Ubriaco, dà in escandescenze, urina e distrugge il pronto soccorso e, una volta in caserma, prende a testate pareti e porte. Il 23enne austriaco è stato sedato due volte
La denuncia del Nuovo sindacato carabinieri: "Dopo circa mezz'ora dalla richiesta è giunta un'ambulanza e solo a seguito di insistenze da parte dell'equipaggio dei soccorritori, nonché dei militari operanti è intervenuto un medico che ha somministrato al fermato, in preda all'esagitazione, un'ulteriore dose di sedativo, procedendo al trasporto e al ricovero in ospedale"

DESENZANO DEL GARDA. Completamente ubriaco ha prima urinato in pubblico e poi danneggiato pesantemente il pronto soccorso dell'ospedale di Desenzano e, successivamente, una volta trasferito in caserma, ha dato nuovamente in escandescenze, provocando ulteriori danni e costringendo i sanitari ad una seconda sedazione
Protagonista di qualche ora di ordinaria follia è stato un turista 23enne di nazionalità austriaca, denunciato per resistenza e per aver cercato di aggredire i sanitari.
Tutto è cominciato, qualche giorno fa, al pronto soccorso dell'ospedale di Desenzano dove il 23enne è arrivato in stato di profonda alterazione psico fisica dovuta all'assunzione di alcool. Dopo aver "commesso ingenti danni all'interno del centro ospedaliero, turbando il regolare funzionamento del reparto e rendendo difficoltose le attività di soccorso" si legge nella nota ufficiale del Nuovo sindacato carabinieri (Nsc), il giovane è stato bloccato dai carabinieri del Radiomobile intervenuti, sedato e trasportato in caserma per essere denunciato.
Una volta giunto proprio in caserma, però, ha nuovamente perso completamente il controllo, causando danni alla struttura, sferrrando pugni e testate contro le pareti e una porta. A quel punto è scattata la richiesta d'intervento di un medico per procedere ad un'ulteriore sedazione.
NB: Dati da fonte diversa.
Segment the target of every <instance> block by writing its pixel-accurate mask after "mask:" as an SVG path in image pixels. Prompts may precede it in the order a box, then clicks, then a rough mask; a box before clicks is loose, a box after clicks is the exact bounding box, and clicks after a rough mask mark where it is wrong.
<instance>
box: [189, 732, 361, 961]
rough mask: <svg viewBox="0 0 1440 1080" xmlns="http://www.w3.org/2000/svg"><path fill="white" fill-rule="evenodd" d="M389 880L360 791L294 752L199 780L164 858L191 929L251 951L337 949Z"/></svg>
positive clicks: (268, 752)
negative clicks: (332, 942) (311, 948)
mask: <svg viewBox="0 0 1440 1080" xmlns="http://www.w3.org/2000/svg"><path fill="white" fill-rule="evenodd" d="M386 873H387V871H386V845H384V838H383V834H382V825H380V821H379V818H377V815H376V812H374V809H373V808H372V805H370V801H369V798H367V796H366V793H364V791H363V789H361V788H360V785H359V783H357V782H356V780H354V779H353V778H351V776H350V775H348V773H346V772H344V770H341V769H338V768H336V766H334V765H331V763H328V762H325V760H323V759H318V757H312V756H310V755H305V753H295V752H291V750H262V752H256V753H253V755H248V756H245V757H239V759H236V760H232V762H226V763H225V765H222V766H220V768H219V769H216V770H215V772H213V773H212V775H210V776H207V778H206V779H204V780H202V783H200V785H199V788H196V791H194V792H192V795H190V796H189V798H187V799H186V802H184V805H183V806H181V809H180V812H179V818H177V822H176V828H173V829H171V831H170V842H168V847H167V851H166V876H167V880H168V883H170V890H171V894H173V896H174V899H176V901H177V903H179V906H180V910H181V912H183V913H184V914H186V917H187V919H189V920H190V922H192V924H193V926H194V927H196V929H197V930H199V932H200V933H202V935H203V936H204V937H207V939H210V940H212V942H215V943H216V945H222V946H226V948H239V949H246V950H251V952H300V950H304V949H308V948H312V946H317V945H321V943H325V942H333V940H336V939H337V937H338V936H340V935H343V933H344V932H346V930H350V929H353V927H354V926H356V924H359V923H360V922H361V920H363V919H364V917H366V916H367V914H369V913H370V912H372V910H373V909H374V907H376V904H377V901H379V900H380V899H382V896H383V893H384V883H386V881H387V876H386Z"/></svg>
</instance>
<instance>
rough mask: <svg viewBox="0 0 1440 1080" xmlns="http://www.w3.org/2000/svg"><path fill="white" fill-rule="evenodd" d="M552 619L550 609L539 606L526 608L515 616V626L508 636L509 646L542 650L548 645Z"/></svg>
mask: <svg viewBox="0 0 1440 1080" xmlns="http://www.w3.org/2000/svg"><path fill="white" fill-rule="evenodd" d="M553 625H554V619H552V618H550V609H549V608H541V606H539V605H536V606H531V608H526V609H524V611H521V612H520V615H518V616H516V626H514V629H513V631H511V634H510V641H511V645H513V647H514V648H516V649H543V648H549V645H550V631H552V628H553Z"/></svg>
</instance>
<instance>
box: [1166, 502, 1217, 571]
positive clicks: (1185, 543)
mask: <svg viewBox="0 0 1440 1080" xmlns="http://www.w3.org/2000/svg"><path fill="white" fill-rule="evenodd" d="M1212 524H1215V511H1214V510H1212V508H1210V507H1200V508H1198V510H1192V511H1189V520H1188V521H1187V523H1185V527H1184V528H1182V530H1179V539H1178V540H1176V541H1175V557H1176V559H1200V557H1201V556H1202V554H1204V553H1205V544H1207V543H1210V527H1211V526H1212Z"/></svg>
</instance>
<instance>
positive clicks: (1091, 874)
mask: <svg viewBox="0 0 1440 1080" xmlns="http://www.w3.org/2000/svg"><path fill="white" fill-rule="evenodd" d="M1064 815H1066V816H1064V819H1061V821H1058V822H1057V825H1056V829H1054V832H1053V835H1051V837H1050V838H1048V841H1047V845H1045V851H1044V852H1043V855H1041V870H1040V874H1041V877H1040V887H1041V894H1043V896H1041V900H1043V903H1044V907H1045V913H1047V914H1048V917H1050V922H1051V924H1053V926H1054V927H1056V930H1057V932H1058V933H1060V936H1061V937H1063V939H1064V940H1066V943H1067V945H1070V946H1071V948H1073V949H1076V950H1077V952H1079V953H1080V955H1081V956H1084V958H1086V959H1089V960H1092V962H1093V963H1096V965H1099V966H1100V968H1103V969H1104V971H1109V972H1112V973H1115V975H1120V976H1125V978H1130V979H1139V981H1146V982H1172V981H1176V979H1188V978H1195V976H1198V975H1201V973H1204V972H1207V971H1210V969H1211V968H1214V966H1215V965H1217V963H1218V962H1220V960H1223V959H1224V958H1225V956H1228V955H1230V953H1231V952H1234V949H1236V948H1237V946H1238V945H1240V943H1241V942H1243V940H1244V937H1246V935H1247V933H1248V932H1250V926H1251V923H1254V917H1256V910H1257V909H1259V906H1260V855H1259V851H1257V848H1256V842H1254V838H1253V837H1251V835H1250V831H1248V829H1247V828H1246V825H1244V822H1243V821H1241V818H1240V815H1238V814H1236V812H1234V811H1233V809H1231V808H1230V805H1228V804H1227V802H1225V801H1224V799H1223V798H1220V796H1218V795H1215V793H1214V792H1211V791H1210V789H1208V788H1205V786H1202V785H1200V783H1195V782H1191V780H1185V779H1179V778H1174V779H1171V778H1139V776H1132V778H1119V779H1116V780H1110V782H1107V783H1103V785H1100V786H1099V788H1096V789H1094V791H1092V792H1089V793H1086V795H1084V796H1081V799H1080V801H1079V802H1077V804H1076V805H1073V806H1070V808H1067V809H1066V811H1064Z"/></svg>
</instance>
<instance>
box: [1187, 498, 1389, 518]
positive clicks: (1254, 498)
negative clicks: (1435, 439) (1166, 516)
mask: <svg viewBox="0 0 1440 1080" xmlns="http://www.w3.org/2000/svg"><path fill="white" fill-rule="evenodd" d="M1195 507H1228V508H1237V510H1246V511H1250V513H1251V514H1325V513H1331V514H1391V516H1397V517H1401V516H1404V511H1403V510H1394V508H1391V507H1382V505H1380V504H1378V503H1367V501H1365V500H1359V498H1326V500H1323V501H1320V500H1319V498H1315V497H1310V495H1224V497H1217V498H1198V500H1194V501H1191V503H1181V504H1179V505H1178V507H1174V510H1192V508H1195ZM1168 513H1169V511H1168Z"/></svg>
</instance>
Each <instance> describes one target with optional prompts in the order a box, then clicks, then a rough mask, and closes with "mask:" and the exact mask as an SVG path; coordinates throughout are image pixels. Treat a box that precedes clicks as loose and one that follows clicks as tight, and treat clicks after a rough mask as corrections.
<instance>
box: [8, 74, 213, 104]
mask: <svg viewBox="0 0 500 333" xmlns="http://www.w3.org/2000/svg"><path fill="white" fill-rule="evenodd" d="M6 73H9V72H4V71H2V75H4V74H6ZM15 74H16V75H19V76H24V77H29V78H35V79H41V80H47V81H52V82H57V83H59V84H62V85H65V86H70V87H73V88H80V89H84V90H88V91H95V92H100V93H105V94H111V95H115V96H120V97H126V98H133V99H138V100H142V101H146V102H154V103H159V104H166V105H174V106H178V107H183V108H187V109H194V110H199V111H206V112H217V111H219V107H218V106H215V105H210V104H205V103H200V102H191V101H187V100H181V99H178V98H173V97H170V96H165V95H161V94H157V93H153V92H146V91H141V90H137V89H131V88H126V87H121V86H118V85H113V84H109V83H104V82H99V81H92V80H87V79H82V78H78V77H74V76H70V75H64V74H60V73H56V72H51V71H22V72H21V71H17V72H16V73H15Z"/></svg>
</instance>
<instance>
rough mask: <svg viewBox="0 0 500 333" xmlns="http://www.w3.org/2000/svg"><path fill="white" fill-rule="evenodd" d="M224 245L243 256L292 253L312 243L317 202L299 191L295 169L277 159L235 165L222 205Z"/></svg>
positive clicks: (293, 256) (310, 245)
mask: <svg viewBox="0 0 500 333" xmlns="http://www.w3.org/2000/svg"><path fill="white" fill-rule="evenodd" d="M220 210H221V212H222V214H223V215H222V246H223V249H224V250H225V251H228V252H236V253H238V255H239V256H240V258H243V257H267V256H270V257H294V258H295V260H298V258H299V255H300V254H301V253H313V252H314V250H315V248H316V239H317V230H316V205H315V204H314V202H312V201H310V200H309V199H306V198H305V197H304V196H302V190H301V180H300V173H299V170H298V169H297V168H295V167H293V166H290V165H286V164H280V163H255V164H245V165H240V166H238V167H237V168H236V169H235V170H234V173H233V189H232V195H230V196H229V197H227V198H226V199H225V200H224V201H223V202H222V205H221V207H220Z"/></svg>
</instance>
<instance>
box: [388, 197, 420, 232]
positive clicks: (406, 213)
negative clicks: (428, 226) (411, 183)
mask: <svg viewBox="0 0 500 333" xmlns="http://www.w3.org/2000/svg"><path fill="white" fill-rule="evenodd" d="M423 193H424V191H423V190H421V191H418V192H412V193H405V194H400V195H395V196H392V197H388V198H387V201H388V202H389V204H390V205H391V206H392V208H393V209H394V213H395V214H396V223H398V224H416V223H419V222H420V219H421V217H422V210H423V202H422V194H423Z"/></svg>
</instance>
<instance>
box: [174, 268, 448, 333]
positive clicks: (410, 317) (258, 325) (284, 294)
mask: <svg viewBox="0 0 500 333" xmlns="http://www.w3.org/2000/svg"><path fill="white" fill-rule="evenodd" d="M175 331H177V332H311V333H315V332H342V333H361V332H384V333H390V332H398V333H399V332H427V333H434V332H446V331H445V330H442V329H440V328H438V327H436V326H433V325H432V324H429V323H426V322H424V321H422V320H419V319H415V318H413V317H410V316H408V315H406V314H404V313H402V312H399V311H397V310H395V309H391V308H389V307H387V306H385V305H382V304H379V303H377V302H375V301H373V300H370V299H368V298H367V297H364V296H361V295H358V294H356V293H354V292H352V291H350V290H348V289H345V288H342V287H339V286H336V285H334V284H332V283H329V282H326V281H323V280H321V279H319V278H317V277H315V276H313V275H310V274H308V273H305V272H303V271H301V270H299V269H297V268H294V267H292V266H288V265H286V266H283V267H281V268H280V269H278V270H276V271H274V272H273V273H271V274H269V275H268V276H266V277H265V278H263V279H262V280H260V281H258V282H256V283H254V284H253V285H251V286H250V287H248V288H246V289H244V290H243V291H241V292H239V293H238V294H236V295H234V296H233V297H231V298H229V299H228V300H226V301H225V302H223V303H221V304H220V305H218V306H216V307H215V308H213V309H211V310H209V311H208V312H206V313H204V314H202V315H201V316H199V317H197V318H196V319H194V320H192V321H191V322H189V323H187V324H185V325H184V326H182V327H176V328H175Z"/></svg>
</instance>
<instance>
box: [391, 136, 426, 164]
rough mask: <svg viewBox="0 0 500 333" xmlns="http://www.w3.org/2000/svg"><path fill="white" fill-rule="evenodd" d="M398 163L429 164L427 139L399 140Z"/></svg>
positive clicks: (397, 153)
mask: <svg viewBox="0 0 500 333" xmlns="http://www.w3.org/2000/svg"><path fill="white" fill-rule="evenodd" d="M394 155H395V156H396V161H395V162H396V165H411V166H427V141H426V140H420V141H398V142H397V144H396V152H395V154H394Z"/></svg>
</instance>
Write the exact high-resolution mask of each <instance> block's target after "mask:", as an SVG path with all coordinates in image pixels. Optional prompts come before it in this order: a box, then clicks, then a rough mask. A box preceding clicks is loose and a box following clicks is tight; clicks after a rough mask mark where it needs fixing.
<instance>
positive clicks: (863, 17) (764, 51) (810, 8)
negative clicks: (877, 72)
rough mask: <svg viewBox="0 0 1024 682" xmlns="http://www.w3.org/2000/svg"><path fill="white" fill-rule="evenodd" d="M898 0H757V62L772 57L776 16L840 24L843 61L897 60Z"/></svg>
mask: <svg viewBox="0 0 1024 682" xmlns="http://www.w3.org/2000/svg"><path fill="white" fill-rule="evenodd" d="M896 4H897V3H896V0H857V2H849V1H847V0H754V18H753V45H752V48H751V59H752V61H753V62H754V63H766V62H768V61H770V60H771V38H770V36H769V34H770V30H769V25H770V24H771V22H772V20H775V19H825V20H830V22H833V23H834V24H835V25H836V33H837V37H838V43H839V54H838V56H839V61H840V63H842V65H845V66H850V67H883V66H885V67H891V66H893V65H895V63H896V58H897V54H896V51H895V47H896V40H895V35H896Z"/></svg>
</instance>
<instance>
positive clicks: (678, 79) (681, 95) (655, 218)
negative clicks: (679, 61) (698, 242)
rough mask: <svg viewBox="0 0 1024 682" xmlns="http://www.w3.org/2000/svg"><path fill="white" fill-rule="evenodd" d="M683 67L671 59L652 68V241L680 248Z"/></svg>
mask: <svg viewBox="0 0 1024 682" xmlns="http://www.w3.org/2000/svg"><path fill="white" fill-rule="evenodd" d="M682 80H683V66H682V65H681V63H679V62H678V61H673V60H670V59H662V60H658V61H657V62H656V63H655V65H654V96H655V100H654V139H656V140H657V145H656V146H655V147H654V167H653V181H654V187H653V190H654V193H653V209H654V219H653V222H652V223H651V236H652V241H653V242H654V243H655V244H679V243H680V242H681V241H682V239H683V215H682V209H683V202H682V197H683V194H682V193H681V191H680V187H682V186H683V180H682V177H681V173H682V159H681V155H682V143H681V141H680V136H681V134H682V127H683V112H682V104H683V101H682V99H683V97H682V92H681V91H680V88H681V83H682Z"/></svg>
"Quindi, dopo circa mezz'ora dalla richiesta - prosegue la nota ufficiale del sindacato -, è giunta un'ambulanza e solo a seguito di insistenze da parte dell'equipaggio dei soccorritori, nonché dei militari operanti è intervenuto un medico che ha somministrato al fermato, in preda all'esagitazione, un'ulteriore dose di sedativo, procedendo al trasporto e al ricovero in ospedale. L'agenzia regionale di emergenza urgenza ha notevolmente ritardato l'intervento medico, mettendo a repentaglio la sicurezza dei militari dell'Arma, della caserma e dello stesso fermato".